Bu gece bu kadar sporun üzerine Cocoon Club’ta biraz dans hiç fena olmaz.
5. Gün
Bugünü bence meşhur Kore spalarına ayırmak, hamamlarda, saunalarda keyif yaptıktan sonra günü Olimpiyat Parkı’nda dinlenerek bitirmek ve gezi notlarını toparlamak herkese iyi gelecektir. Spalardan önerimiz Silloam Fomentation Sauna veya Dragon Hill Spa.
Annyeong-hi gyeseyo…………
Bu yazıyı okuduktan sonra G. Kore’ye gitme isteğim daha da büyüdü. :)) Teşekkürler çok keyifliydi. ♥
Okudukça sanırım iyice korktum bi okadar da gitmek istedim :)umarım bizede nasip olur..
Kesinlikle Kore’ye gideceğim zaman yazdıklarını yapmaya çalışacağım 🙂
Guney koreye gitmek icin sabirsizlaniyorum tesekkurler:)
koreye bir gezi planlamaya çalışırken yazdıklarınızla karşılaştım. Her şeyi çok güzel anlatmışsınız bana bir tek uçak biletlerini almak kaldı. Teşekkürler
Güney Kore’ye arkadaşımla birlikte bir seyahat planlıyoruz fakat çok fazla bilgimiz yok. İki kişinin tüm masrafları ne kadardır acaba yardımcı olursanız çok sevinirim.

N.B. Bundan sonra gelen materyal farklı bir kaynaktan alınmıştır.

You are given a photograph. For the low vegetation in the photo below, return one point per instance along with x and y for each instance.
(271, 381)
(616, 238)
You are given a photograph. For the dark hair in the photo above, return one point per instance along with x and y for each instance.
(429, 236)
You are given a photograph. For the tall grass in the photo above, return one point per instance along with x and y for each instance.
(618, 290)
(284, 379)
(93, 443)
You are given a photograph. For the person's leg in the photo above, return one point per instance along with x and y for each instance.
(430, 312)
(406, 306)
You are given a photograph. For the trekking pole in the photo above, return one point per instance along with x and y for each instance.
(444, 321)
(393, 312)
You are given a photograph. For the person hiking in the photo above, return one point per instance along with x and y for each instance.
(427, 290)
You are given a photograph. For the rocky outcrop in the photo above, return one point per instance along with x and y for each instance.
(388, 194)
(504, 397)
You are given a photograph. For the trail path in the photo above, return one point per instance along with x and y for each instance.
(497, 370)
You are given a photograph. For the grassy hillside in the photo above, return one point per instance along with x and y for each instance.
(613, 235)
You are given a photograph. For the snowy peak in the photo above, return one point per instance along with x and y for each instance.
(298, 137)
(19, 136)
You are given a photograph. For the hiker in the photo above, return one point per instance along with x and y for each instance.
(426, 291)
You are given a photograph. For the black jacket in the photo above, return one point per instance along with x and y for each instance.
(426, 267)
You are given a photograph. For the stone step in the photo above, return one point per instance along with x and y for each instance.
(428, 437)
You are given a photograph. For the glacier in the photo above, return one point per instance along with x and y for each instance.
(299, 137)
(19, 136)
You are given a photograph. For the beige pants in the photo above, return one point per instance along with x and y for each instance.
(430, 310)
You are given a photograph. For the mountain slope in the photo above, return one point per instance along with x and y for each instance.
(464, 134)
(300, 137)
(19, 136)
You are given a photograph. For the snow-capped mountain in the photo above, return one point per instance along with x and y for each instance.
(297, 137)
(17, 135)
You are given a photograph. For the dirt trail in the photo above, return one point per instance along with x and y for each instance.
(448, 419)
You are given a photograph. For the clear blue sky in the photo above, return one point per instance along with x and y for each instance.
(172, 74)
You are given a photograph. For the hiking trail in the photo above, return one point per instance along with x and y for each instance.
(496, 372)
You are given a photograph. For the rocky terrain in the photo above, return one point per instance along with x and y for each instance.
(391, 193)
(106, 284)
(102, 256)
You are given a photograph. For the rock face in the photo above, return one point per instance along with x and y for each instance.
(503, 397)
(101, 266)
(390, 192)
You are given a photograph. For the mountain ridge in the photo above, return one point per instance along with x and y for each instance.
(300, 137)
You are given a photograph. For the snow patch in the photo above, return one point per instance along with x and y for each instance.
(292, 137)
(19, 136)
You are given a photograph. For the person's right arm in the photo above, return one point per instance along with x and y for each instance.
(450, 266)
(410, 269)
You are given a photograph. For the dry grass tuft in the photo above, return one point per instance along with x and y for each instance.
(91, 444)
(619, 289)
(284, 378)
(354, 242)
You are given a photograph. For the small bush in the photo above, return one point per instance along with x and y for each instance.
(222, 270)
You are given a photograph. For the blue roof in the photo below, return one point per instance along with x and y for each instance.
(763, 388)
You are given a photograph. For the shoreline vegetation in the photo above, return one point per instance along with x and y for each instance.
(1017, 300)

Gercekten harikaydi bunu okuduktan sonra hemen bilet aldim 3gun sonra guney kore de akicagim
Açıkçası biraz karmaşık görünüyo ama oraya mutlaka gidice 🙂
Ben kesinlikle koreye gidicem ve gezicem orayı hatta tatilde giderim çok hevesliyim çok güzel bir yer 🙂
sizce güney kore ziyareti için en uygun mevsim/ ay hangisidir?
Güney Kore en çok merak ettiğim ülke.Güzel bilgi paylaşımı için teşekkürler.